How to overcome CSO development disparities in Russia’s regions

How to overcome CSO development disparities in the regions

Why we need a regional league table for the third sector and how to improve the figures through digitalisation, education and commercial services


Leaders attending Society, a discussion forum held in Lipetsk, have suggested ways to develop the potential of Civil Society Organisations (CSOs) in the regions.

The meeting focused on a third-sector league table that, for the third year running, the Civic Chamber of the Russian Federation is putting together in partnership with the agency RAEKS-Analitika. The results of the last league table were published at the concluding Society forum in Moscow on 2 November 2021.

Why we need a league table for the civil society sector

The main questions answered by the league table are: how developed is the civil society sector in the regions, how far does its potential stretch and how effectively is that potential being realised?

“The league table has enabled us to shed light on large disparities among the regions. In some places, people are devoting enough attention to developing the sector – infrastructure is being maintained, channels of communication are open with the local authorities – while in other areas, the sector has barely taken off,” says Elena Topoleva, chair of the Committee for the Development of the Civil Society Sector and Support to Socially Focused CSOs at the Civic Chamber of the Russian Federation.

She stressed that the civil society sector gives immensely powerful momentum to the economy of every region and affects people’s standard of living in terms of social issues and for the economy as a whole. It goes without saying that the huge regional disparities in the sector’s development must be rectified.

What are the league table’s criteria for assessing the regions?

This is the only league table that includes all the country’s regions. According to Topoleva, they are not aiming to have all the regions attain an identical ranking, but rather to avoid the huge divides that separate the regions. The league table results will primarily be of interest to CSOs themselves, with government bodies using the tables in more of a second-line capacity.

How should the league tables be treated?

Lyubov Kolcheva is the Civic Chamber’s vice chair in the Lipetsk Region. She described how the CSO league table data has been used.

“Once we had analysed the statistics, we could identify our growth points. The Civic Chamber and prominent CSOs took part in a strategy session in which they produced a draft road map for developing the sector in the region. We took account of all our resources as well as any shortfalls. And we identified the measures we could take to help the sector develop.”

How digitalisation can improve your league table figures

Alena Kuratova is sure that new technologies and digital products can substantively improve a CSO’s figures and professional standards. Alena is a member of the Committee for the Development of the Civil Society Sector and Support to Socially Focused CSOs, as well as being the director of the not-for-profit foundation Dyeti-Babochki. She believes that the key to development is making CSO activities accessible and transparent to the authorities, donors and beneficiaries.

For example, the team at Dyeti-Babochki once developed a medical information system, the register of genetic and other rare diseases, which worked with big data. The register was the foundation for a cloud-based system that automated CSO operational processes, stored customer data and began transparent reporting.

“The system allowed us to quantify everything that our customers needed right down to the last tube of ointment. By carefully logging the care that we give our customers and making statistics a mainstay of our work, we have become more accessible, transparent and professional. And as a result, we have been in a position to establish a completely different relationship with our local authorities,” says Kuratova.

Russian CSOs can be licensed to use this system free of charge as it was set up under the Presidential Grants Fund. The system can be tailored to individual requirements as needed.

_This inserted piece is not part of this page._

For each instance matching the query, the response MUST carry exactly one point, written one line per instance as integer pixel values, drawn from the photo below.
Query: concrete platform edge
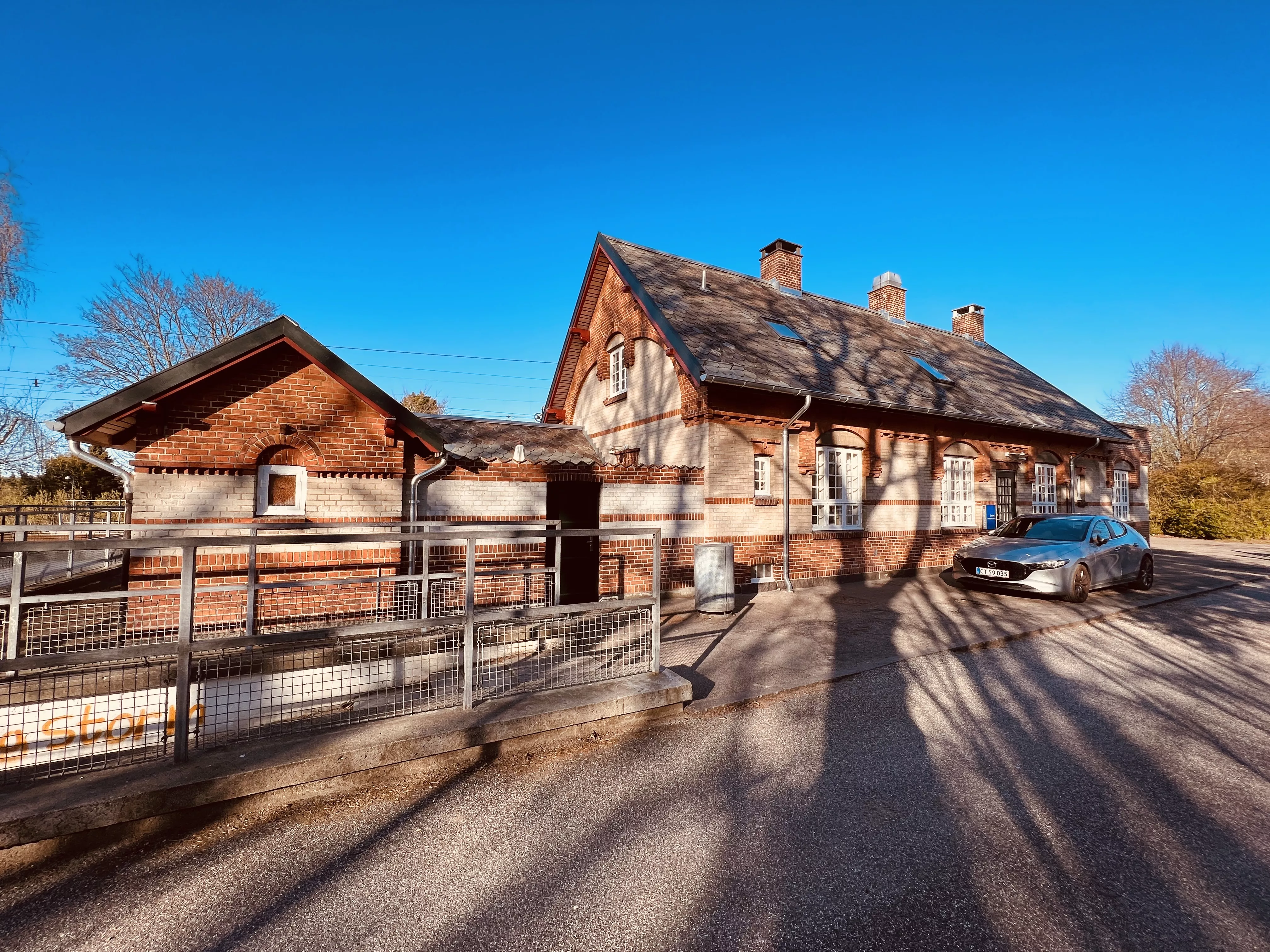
(972, 647)
(49, 809)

Support for resource centres and integrated programmes

Olga Larina is deputy head of the department for internal policies at the Kostroma regional authority. She is convinced that resource centres make a huge contribution to helping the sector to professionalise. The Kostroma Region resource centre runs a quarterly session, the CSO resource school. They invite specialists from the tax inspectorate and justice ministry, as well as leaders of volunteering movements.

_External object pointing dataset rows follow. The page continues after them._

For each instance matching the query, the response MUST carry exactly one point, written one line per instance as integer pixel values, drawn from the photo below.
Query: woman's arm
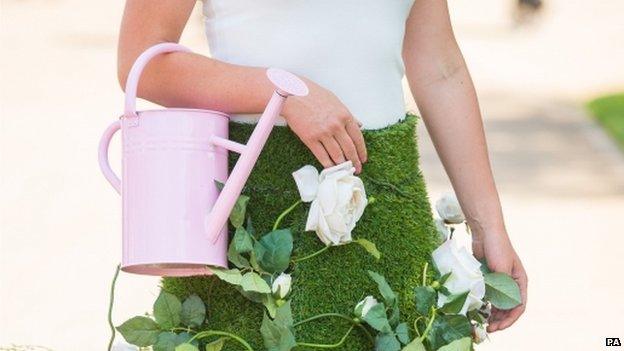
(446, 98)
(320, 120)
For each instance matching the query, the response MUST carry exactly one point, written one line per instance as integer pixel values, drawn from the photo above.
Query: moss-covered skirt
(399, 222)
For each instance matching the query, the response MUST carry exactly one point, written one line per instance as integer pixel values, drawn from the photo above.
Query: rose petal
(345, 166)
(327, 196)
(313, 216)
(307, 180)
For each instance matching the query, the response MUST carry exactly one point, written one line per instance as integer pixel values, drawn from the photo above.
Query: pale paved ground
(561, 180)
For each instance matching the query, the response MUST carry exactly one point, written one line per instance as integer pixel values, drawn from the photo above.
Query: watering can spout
(286, 84)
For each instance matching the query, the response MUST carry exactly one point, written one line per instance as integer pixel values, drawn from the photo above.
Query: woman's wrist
(485, 228)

Sometimes, it is important to build the sector’s capacity on several fronts at once. That’s where integrated programmes can be successful, such as NKO-SOKRAT, which works in partnership with the Agency for Social Data to administer Alisher Usmanov’s charitable foundation Arts, Sciences and Sport. Elena Topoleva reminds us that the programme is now running in four regions (Belgorod, Orenburg, Kursk and Smolensk). It is finding ways to improve staff skills and enhance joint working, both inside the sector and with external organisations.

What else affects the league table rankings?

“Rankings in the league table are directly linked to the sustainability credentials of CSOs in the region,” says Aleksey Peschanitsky, vice chair of Smolensk-based CSO Developing Civil Society Together. He argues that organisations are sustainable if they are active in one of three areas:

·         They run socially meaningful projects with direct support from or in partnership with state-run bodies,

·         They are a section of a commercial enterprise; that is, they are part of a business;

  • They can provide commercial services and are involved in revenue-generating activities; that is, they are becoming independent entities and can “wean themselves off the habit of injections of grant funding”.

All participants confirmed that successful partnerships with local authorities mean that they can rise up the rankings and that the sector can make progress.

CSO growth throughout the country can also be driven by establishing hubs where CSOs can learn to work on a commercial footing. The hubs can be set up, for example, as part of the My Business centres in each region.